A bionic pancreas could solve one of the biggest challenges of diabetes
In a recent trial, a bionic pancreas that automatically delivers insulin proved more effective than pumps or injections at lowering blood glucose levels in people with type 1 diabetes.
Type 1 diabetes is a serious condition that causes a person’s level of glucose, or sugar, to become too high because the pancreas can’t produce enough insulin, a hormone that keeps blood glucose under control. People with type 1 diabetes need to monitor their glucose levels and take insulin every day.
The bionic pancreas, a credit card-sized device called an iLet, monitors a person’s levels around the clock and automatically delivers insulin when needed through a tiny cannula, a thin tube inserted into the body. It is worn constantly, generally on the abdomen. The device determines all insulin doses based on the user’s weight, and the user can’t adjust the doses.
A Harvard Medical School team has submitted its findings from the study, described in the New England Journal of Medicine, to the FDA in the hopes of eventually bringing the product to market in the US. While a team from Boston University and Massachusetts General Hospital first tested the bionic pancreas in 2010, this is the most extensive trial undertaken so far.
The Harvard team, working with other universities, provided 219 people with type 1 diabetes who had used insulin for at least a year with a bionic pancreas device for 13 weeks. The team compared their blood sugar levels with those of 107 diabetic people who used other insulin delivery methods, including injection and insulin pumps, during the same amount of time.
The blood sugar levels of the bionic pancreas group fell from 7.9% to 7.3%, while the standard care group’s levels remained steady at 7.7%. The American Diabetes Association recommends a goal of less than 7.0%, but that’s only met by approximately 20% of people with type 1 diabetes, according to a 2019 study.

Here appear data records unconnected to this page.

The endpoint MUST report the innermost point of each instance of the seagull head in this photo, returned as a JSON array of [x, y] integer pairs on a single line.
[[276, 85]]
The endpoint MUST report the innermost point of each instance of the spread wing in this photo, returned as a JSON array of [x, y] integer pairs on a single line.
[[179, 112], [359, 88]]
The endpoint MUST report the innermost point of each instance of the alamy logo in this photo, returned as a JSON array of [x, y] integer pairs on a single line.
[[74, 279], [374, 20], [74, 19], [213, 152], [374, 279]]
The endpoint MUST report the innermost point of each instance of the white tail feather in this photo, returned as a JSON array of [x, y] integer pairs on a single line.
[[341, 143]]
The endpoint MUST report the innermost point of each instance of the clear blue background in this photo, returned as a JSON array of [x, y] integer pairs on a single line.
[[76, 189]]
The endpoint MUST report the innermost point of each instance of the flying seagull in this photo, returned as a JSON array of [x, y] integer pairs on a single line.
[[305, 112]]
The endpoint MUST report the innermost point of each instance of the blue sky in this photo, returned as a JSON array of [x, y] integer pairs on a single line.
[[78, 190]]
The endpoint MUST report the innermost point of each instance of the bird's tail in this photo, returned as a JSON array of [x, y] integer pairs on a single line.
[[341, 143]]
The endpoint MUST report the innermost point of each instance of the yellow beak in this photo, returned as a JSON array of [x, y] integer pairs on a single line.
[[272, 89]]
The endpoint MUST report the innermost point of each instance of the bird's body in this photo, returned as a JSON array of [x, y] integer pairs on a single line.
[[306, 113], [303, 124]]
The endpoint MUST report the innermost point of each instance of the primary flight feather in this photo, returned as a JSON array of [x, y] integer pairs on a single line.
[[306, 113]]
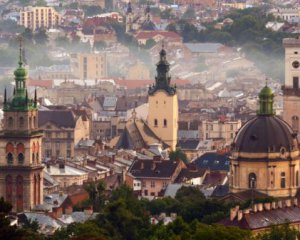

Other types of artificial pancreas exist, but they typically require the user to input information before they will deliver insulin, including the amount of carbohydrates they ate in their last meal. Instead, the iLet takes the user’s weight and the type of meal they’re eating, such as breakfast, lunch, or dinner, added by the user via the iLet interface, and it uses an adaptive learning algorithm to deliver insulin automatically.
That means if the person’s glucose levels are too high, the system will adjust itself to provide a higher dose of insulin, and if the levels are too low, it will deliver less.
The device could remove the need for a person with diabetes to calculate the amount of carbohydrates in a meal, which is a significant benefit, says Duane Mellor, the lead for nutrition and evidence-based medicine at Aston Medical School, in Birmingham, UK, who was not involved in the study.
“Being able to take carbohydrate counting out of the equation is a really big advantage, because it’s a burden,” he says. “On the flip side, they have to relinquish control [of determining the insulin dose], which could be difficult for people who’ve had diabetes for a long time.”
The aim of the project is to democratize good glucose control, says Steven Russell, an associate professor of medicine at Harvard Medical School, who led the study.
“There are plenty of people who are struggling right now because they don’t have the right tools, and I think the iLet could help a lot of them have much better glucose control,” he says.
“This will reduce their risk of diabetes complications in the long run, and is also going to make their life easier.”